If you were given the choice, would you fight for your world?
The words ‘yes,’ and, ‘no,’ danced below the sentence. My eye darts to yes. That was when I knew it was something not natural. A hallucination? No, I had never had hallucinations in my life. A prank? No. William would never be that cruel. Then something else. Perhaps I had died, and this was like some isekai anime and I’d be reborn in some fantasy world as the new hero chosen to destroy the demon lord. Perhaps it was the alcohol working through my mind; I don’t think I would have normally taken that line of thought seriously.
I followed the prompts, and when I got to the part where I was able to choose my skills I had one image in my mind that I wanted to emulate; I wanted to be like the swashbuckling Jack Sparrow or Elizabeth in the later movies. At the very end, I was offered the choice of a miracle. So I wished for a perfectly healthy body that would always be perfectly healthy. I never wanted to be stuck in a wheelchair ever again. I never wanted to be
The pain that followed was excruciating. I tried to scream but my vocal cords — as weak as they always were, felt as if they had been shredded to bits. All of my bones felt as if they were constantly breaking, melting down reforming, and breaking all at once. Eventually, I slipped into unconsciousness from the pain.
Morning light woke me from my sleep, and the pain was gone. The television had shut itself off at some point, and I could hear the sizzling of something in the kitchen. I had first thought that the events of the night had been an intense dream; something that I was actually accustomed to whenever I would get fevers. This, however, felt different. My body, itself, felt different.

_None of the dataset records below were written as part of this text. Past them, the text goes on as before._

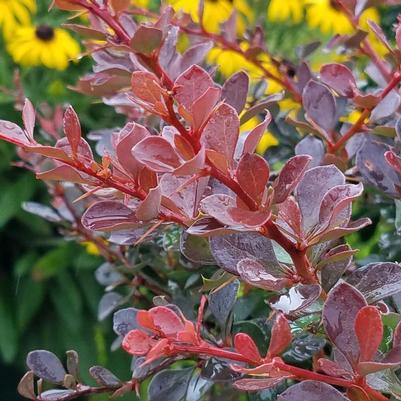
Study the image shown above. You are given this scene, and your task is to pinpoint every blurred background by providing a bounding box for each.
[0,0,401,401]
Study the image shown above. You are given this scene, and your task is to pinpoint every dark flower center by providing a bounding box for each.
[35,25,54,42]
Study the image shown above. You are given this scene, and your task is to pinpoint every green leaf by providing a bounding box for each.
[0,288,18,363]
[0,174,35,228]
[15,277,45,331]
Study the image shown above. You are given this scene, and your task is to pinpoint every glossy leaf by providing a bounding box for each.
[236,154,270,201]
[148,368,193,401]
[273,155,311,203]
[209,280,239,328]
[221,71,249,114]
[323,282,367,366]
[82,201,138,231]
[355,306,383,362]
[302,81,337,133]
[277,380,349,401]
[268,313,292,357]
[320,63,356,97]
[347,262,401,303]
[26,350,66,384]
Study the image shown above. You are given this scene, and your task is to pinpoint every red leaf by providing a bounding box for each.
[63,106,81,155]
[236,154,270,202]
[393,322,401,347]
[201,194,270,228]
[233,375,291,391]
[36,165,93,184]
[239,111,272,155]
[302,80,337,134]
[132,136,181,173]
[355,306,383,362]
[323,282,367,367]
[320,63,356,97]
[122,330,152,355]
[237,258,290,291]
[136,186,162,221]
[146,306,185,336]
[115,122,150,178]
[131,71,169,117]
[192,87,221,130]
[173,65,214,115]
[317,358,352,377]
[201,103,239,164]
[22,99,35,142]
[267,313,292,358]
[319,183,363,230]
[130,25,163,56]
[234,333,261,363]
[222,71,249,114]
[0,120,34,146]
[273,155,312,203]
[82,201,139,231]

I started, at first, by turning my head. My head! I hadn’t been able to turn it since I was 20! I was able to swivel it around without pain. On top of the white sheets of the hospital bed Next, I took a deep breath. A breath! Without the aid of the oxygen tubes still in my nose. After that I raised my arm; something I hadn’t been able to do since I was 13, and pulled it out. It was real. It had happened. I still am grateful to Ariel for looking past my disability, to free me from that eternal prison.
I move my other arm and grab hold of the arm of my wheelchair, and slowly, but surely, push myself up. Standing was difficult; I hadn’t walked since I was ten. That first step was uneven, and I almost fell down but managed to steady myself by holding out my arms for balance. I stumble over the chord to the adjustable hospital bed but catch myself on the plastic railings.

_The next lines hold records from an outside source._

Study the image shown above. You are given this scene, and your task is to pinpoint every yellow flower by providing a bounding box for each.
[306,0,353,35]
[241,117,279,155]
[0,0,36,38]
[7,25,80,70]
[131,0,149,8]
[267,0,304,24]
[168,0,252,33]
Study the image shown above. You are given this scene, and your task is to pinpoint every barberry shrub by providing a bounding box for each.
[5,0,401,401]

“Monica? Is everything alright? I’ll come to check on you here in a bit. Making your breakfast.”
My breakfast was usually something pureed and fed directly into a tube that was connected to my intestines and stuck out of my stomach. I suppose whatever god had healed me deemed my PEG tube as something to be healed because it no longer poked from my stomach, and instead sat on the floor by my wheelchair. I straighten myself up and stumble to the door that led into the rest of the small apartment out of my bedroom.
“Will...William.”
My first words spoken in nearly 13 years.
The whirring of the blender stopped and William turned away from the counter.
“Monica? Monica? How?”
He rushed forward and grabbed hold of my shoulders.
“You’re standing! You’re walking! You...you talked!”
He hugged me, and I nearly fell down again.
“How? How?”
He let go of me.
“How?”
I told him the story of the night before. The strange message on the television, and the questionnaire.
“So you’ve been...gifted this healing but in return you have to fight?”
“I do.”
“...I’ll go. I’ll go and help you.”
“What do you mean?”
“Do you hear that, gods? I’ll go with her.”
His eyes darted here and there; behind me beyond me, and to the ceiling. As if responding to his demands, his phone blared to life.
If you were given the choice to defend this world, would you.
Perhaps there was still a part of him that doubted my story, but that doubt had melted off of his face. As he pulled away, I noticed the stench coming off of me. A shower...for the first time in...god, I don’t know.
As I stepped into my room to get some items; clean underwear, a towel, fresh clothes, I noticed the Shard on my hospital bed, and a short sword, and the rest is history.